How to import all files in a folder as pandas dataframe having same name as the file name?

dub2s · August 15, 2023, 8:44pm

Basically, I have a folder that have files like :
“fileA.txt”
“fileB.txt”
“fileC.txt”

These are csv files that I am importing as pandas dataframe using pd.read_csv(). I am doing :

fileA = pd.read_csv("fileA.txt")
fileB = pd.read_csv("fileB.txt")
fileC = pd.read_csv("fileC.txt")

I have more than 10 files which I want to import like this. Currently, I am writing this manually. Is there a way to automate this process?
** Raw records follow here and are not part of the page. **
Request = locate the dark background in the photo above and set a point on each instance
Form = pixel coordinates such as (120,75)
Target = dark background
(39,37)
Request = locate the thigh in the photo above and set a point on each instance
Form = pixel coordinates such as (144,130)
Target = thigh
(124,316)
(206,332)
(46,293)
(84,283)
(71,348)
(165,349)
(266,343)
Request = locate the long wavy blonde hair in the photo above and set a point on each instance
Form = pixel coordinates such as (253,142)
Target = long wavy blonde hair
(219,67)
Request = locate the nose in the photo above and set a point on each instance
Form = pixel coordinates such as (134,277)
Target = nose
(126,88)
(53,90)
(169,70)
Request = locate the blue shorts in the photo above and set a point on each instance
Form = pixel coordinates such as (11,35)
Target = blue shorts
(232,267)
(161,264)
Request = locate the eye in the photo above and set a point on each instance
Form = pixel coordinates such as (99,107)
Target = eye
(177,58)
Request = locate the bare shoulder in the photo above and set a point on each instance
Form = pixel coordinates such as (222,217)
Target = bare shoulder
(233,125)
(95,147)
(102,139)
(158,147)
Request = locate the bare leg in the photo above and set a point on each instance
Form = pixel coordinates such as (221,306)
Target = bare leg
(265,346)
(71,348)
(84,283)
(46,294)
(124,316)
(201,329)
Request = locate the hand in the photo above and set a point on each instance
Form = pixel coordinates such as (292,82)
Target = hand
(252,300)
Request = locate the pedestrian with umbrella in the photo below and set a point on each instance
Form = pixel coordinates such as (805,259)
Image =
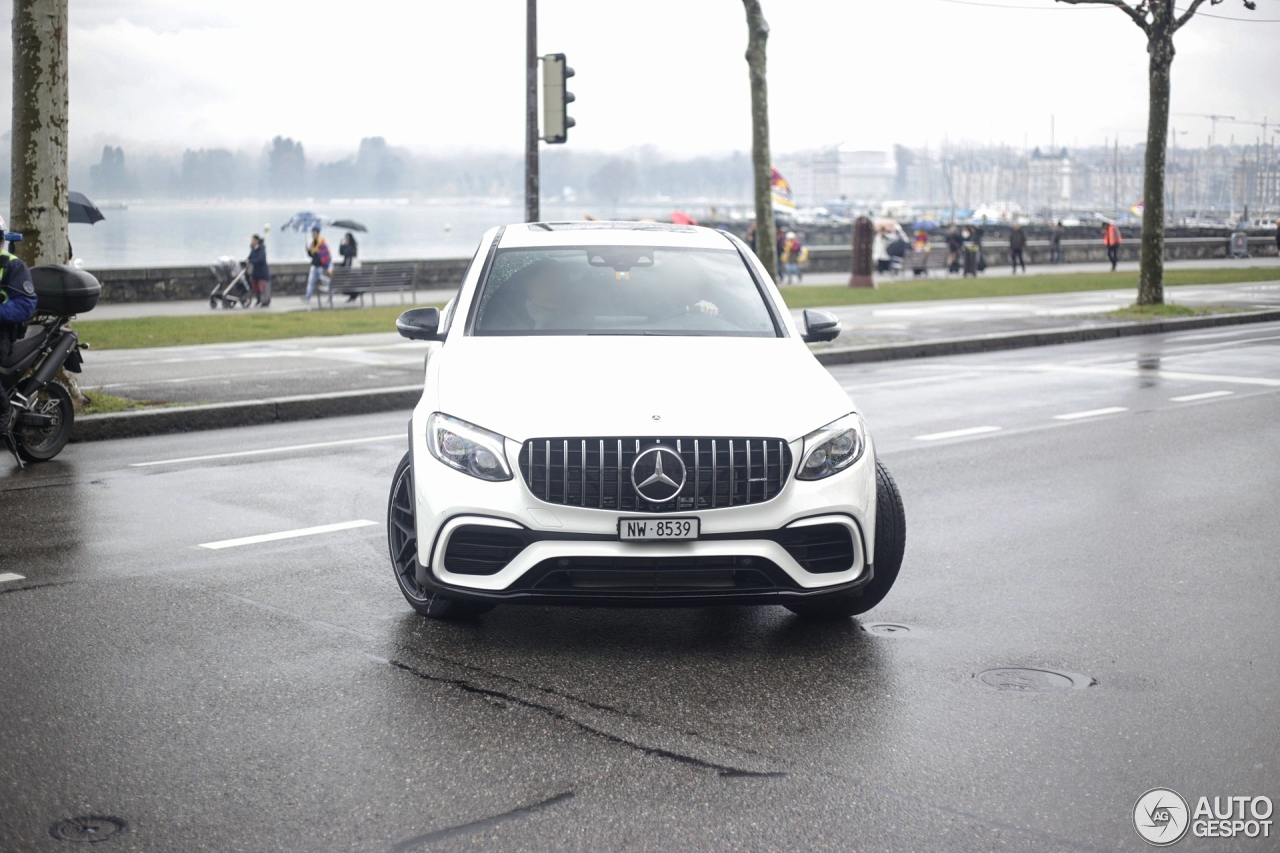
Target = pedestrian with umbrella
(320,263)
(80,210)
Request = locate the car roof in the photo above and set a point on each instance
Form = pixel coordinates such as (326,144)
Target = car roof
(539,235)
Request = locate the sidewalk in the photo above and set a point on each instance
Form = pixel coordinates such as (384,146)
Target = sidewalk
(265,381)
(438,296)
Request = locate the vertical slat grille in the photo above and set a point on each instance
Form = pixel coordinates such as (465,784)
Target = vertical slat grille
(597,471)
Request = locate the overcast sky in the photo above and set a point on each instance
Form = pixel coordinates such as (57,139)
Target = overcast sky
(449,74)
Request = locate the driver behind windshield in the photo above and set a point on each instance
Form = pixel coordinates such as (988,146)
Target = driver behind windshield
(682,286)
(536,297)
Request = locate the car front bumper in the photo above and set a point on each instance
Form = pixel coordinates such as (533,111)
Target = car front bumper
(560,553)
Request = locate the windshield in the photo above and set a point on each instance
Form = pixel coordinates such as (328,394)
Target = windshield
(621,290)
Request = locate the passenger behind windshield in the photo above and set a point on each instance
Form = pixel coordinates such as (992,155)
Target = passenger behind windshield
(622,291)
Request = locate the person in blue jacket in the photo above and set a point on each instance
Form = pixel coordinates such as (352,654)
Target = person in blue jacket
(17,297)
(17,306)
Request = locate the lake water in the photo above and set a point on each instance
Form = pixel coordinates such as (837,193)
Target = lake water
(170,235)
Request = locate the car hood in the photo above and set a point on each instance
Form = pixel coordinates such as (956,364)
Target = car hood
(530,387)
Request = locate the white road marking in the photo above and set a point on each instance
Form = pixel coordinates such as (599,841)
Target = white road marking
(892,383)
(1165,374)
(288,534)
(1207,395)
(958,433)
(269,450)
(1091,413)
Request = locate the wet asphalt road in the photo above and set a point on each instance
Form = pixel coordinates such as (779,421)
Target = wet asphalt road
(280,696)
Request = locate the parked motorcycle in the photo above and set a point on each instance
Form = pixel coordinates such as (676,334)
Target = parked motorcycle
(37,423)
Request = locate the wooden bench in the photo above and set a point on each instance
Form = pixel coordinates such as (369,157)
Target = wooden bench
(373,278)
(917,263)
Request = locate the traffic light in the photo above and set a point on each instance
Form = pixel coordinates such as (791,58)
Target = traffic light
(556,99)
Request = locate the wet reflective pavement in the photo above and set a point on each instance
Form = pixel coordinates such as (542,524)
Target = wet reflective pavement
(1086,611)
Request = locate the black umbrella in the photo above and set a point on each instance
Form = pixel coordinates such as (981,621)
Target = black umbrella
(82,210)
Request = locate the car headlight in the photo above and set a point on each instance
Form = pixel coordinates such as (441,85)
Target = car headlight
(467,447)
(833,447)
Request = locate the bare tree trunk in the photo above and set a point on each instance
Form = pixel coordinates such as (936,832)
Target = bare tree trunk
(39,185)
(762,162)
(1160,48)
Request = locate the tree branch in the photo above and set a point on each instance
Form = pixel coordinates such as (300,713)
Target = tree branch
(1138,17)
(1187,16)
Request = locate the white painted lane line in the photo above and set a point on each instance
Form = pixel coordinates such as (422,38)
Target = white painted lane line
(1165,374)
(958,433)
(917,381)
(1091,413)
(1207,395)
(269,450)
(288,534)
rob42 · August 15, 2023, 9:21pm

One idea that comes to my mind: you could use a directory tree generator so that you get a list object that contains all of the file names that a source directory contains, then use that in a loop to do the pd.read_csv().

How that would be constructed, would depend on how each read operation is to be processed; that is to say: do you need every file to be held in memory, before any processing can be done, which is possible, if (potentially) resource heavy. Or can each file be read, then processed, before the next file is to be read?
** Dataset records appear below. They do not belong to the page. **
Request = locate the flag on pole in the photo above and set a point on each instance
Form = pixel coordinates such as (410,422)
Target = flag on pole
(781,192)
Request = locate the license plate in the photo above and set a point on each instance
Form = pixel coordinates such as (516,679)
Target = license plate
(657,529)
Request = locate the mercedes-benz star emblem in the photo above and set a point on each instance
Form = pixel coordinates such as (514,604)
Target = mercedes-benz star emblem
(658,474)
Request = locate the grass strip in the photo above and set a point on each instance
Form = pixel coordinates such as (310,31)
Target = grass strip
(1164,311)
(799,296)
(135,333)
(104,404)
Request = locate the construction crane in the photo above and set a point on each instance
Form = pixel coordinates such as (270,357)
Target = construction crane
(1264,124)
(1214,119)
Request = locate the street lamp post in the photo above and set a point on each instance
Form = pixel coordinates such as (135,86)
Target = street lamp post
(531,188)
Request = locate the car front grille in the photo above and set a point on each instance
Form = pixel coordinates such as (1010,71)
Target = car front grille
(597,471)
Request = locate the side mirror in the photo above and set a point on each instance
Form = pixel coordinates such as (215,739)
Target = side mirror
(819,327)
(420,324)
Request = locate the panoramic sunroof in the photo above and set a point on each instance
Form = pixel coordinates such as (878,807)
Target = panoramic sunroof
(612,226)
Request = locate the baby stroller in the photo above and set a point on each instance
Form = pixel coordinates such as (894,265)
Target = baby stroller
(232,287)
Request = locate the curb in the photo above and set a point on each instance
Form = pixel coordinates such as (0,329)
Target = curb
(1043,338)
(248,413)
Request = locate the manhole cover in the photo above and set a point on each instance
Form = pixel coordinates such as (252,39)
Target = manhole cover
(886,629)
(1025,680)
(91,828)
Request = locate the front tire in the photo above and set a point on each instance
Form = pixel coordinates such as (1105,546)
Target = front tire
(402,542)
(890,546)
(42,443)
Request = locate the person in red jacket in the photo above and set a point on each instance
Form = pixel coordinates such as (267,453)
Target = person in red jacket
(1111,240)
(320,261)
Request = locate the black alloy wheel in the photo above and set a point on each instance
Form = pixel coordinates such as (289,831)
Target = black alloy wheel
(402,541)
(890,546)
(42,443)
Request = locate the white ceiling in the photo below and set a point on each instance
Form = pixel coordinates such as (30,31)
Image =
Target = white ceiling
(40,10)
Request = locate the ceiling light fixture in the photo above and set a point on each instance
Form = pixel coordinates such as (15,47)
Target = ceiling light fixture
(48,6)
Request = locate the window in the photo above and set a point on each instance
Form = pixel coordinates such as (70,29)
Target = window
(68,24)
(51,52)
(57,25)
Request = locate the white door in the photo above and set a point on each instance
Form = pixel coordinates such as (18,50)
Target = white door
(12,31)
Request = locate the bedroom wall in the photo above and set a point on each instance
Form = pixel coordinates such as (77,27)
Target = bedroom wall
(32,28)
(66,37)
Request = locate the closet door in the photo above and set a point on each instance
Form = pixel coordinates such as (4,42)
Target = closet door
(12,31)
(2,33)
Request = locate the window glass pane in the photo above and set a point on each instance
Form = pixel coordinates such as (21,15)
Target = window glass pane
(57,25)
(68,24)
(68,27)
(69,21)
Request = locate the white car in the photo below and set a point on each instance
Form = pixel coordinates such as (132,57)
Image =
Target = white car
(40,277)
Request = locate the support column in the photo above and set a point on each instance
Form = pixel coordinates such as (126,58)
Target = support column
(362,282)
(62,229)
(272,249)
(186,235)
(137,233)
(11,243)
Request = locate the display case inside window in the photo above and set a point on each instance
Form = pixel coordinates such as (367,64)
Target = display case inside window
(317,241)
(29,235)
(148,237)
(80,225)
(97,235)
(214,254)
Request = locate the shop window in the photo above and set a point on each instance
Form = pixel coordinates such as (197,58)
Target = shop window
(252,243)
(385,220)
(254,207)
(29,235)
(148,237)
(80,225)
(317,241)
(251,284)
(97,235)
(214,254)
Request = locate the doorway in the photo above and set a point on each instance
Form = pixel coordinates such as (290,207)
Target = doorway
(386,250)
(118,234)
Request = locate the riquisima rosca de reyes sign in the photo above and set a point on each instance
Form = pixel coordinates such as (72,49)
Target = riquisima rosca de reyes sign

cameron · August 16, 2023, 12:35am

One idea that comes to my mind: you could use a directory tree
generator so that
you get a list object that contains all of the file names that a source
directory contains, then use that in a loop to do the pd.read_csv().

If it’s a flat directory, os.listdir is simpler than os.walk. If you
import the glob module, it has a glob function, eg:

 >>> import glob
 >>> glob.glob("*.md")
 ['README.md']

You might want to use the pattern *.txt.

Cheers,
Cameron Simpson cs@cskk.id.au

dub2s · August 16, 2023, 3:22am

Hi @rob42 and @cameron

Thank you for your responses. I get that I can use, e.g., os.listdir or glob for instance to get list of file names.

From there, how do I create these pandas dataframe for each of these file where the dataframe has the same name as file (without extension).

From string element “filenameA.txt” of that list, I could get “filenameA” using .split() or regex, but how do I define filenameA = pd.read_csv(“filenameA.txt”) ?

Is it that I need to find how to use a string to define a variable name ? Sorry, if I might have worded my question wrongly.

kknechtel · August 16, 2023, 4:02am

This is possible, but you don’t actually want to do it.

Instead, make a dictionary that uses the string 'filenameA' as a key, and let the corresponding DataFrame be its value: dfs["filenameA"] = pd.read_csv(“filenameA.txt”).

Background reading:

rob42 · August 16, 2023, 7:10am

You’re welcome.

In addition to my other (still unanswered) question: why are placing such a strict naming convention on the internal objects? Unless I’m missing something, this seems to be a needless obstacles and serves only to complicate the process.

dub2s · August 16, 2023, 11:59am

Hii @kknechtel and @rob42

@kknechtel Thank you for your answer. I was so close and yet so far. After importing the way I mentioned, I was eventually making a dictionary that has the “filename” as the key and the imported dataframe as the value. Damn! I was so close. But this makes sense to directly import into a dictionary with the “filename” as the key! Thank you very much…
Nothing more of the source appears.